On 6 February, GlaxoSmithKline (GSK) shared interim analysis data from its Phase III DREAMM-7 trial evaluating the combination of antibody-drug conjugate Blenrep (belantamab mafodotin) with Takeda’s Velcade (bortezomib) and dexamethasone (BorDex) versus J&J’s Darzalex (daratumumab) and BorDex for relapsed or refractory multiple myeloma (MM) for patients who received at least one previous line of therapy. At a median follow-up of 28.2 months, patients in the Blenrep arm experienced 36.3 months of median progression-free survival (PFS) the trial’s primary endpoint, a significant improvement from the 13.4 months in the comparator arm. The company also reported a 43% reduction in risk of death compared to BorDex. Typically patients in the frontline receive Bristol Myers Squibb’s (BMS’s) immunomodulating agent Revlimid (lenalidomide); many participants in the trial are Revlimid primary-refractory. Blenrep recorded sales of $44m in 2023, down significantly from $145m the previous year. GlobalData’s analyst consensus forecast projects a slight uptick in sales, reaching $56m by 2029.
Past Blenrep studies revealed a concern with patients developing eye-related side effects. Unfortunately, these adverse events showed in DREAMM-7 as Grade ≥3 ocular adverse events and occurred in 34% of patients, with 9% of patients discontinuing therapy. Outside of the ocular side effects, high-grade toxicity occurred in both treatment arms including thrombocytopenia in 55% and 35% of the Blenrep and the Darzalex arm, respectively. Other notable toxicities include neutropenia, pneumonia, and anaemia.

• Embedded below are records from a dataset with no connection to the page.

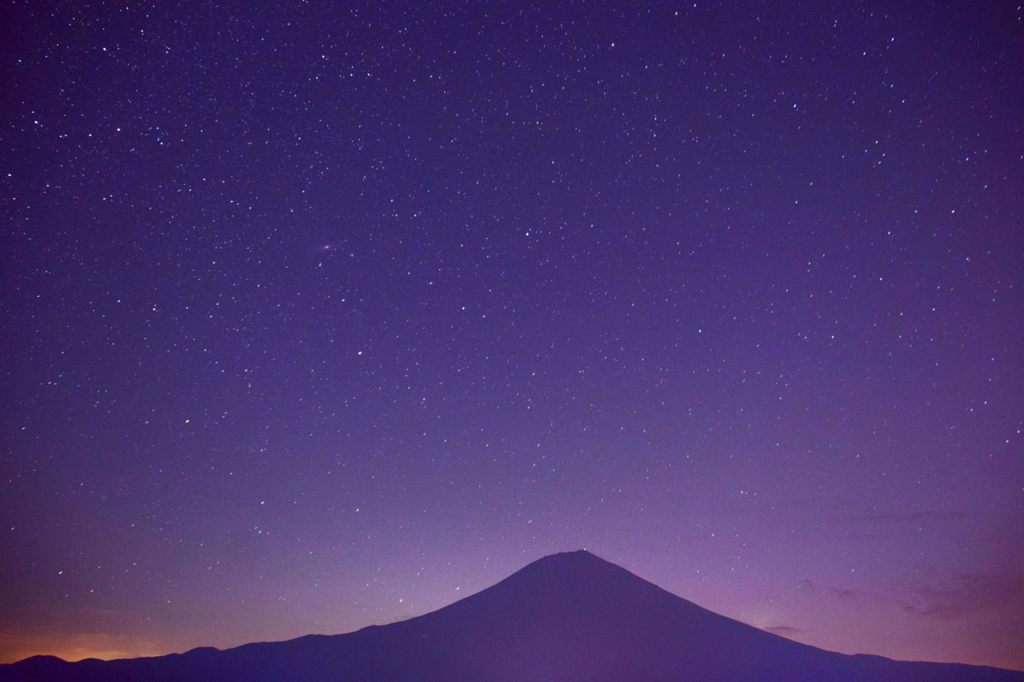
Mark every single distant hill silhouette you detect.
[0,551,1024,682]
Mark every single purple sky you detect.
[0,1,1024,669]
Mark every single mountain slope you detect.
[0,552,1024,682]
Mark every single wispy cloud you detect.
[900,573,1024,619]
[764,626,804,637]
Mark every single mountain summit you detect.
[0,551,1024,682]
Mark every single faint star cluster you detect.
[0,1,1024,668]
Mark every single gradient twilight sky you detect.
[0,0,1024,669]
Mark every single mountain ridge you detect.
[0,550,1024,682]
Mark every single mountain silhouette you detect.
[0,551,1024,682]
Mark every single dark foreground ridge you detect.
[0,551,1024,682]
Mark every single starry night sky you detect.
[0,0,1024,668]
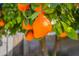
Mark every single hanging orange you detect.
[34,4,42,12]
[59,32,67,38]
[0,20,5,27]
[22,21,32,30]
[33,14,52,38]
[18,3,30,11]
[25,31,34,41]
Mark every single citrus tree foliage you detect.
[0,3,79,39]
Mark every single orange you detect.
[25,31,34,41]
[59,32,67,38]
[18,3,30,11]
[34,4,42,12]
[0,20,5,27]
[22,21,32,30]
[32,14,52,38]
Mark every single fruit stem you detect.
[22,11,28,19]
[53,36,60,56]
[40,37,48,56]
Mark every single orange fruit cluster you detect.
[22,13,52,41]
[18,3,30,11]
[22,21,32,30]
[18,4,52,41]
[0,20,5,27]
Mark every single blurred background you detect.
[0,3,79,56]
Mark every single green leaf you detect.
[66,3,73,10]
[31,3,40,10]
[16,16,21,24]
[44,8,54,14]
[29,12,39,25]
[66,27,77,40]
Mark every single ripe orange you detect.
[25,31,34,41]
[18,3,30,11]
[59,32,67,38]
[34,4,42,12]
[0,20,5,27]
[33,14,52,38]
[22,21,32,30]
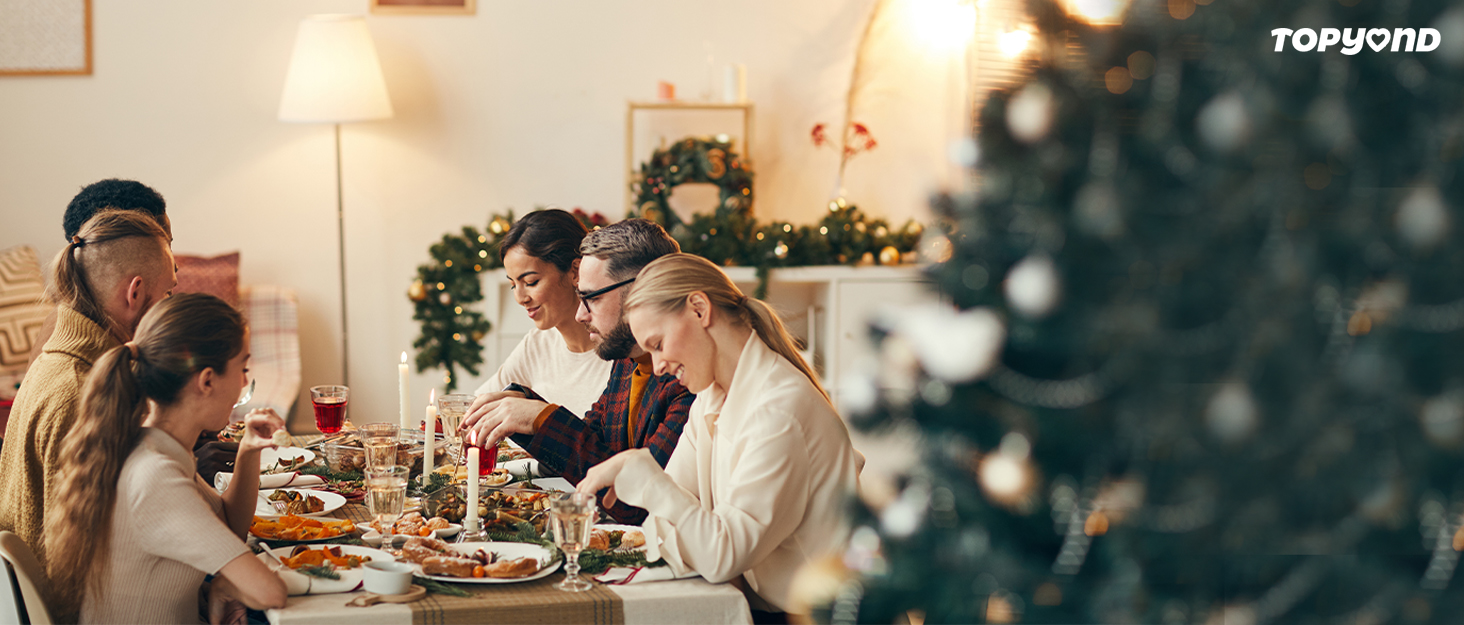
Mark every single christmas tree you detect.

The underwhelming sales generated from the BCMA-directed ADC are tied to its history. Blenrep originally received accelerated approval as a fifth-line MM treatment. In the DREAMM-3 confirmatory study, Blenrep as a standalone therapy was unable to demonstrate a marked improvement in PFS compared with the combination of BMS’s Pomalyst (pomalidomide) and dexamethasone. The failure led the FDA to revoke the biologic licence for Blenrep in February 2023; the EMA followed suit several months later, leaving European nation-states the sole discretion as to its marketability in their country. There’s little hope for Blenrep to regain approval in third- or fourth-line MM as the triplet regimen of daratumumab, pomalidomide, and dexamethasone is the SOC. Additionally, J&J’s bispecific antibody Tecvayli (teclistamab) and CAR-T Carvykti (ciltacabtagene autoleucel), as well as BMS’ CAR-T Abecma (idecabtagene vicleucel), are established treatments in the setting. With the interim analysis, GSK can be optimistic about the use of Blenrep potentially becoming a SOC in the second line, far exceeding its current sales projection. The company is also evaluating the ADC in Phase III DREAMM-8 in combination with Polamyst and dexamethasone in the same setting. Additionally, there’s a Phase II study for newly diagnosed stem cell transplant-ineligible MM in combination with the frequently used agents Velcade, Revlimid, and dexamethasone.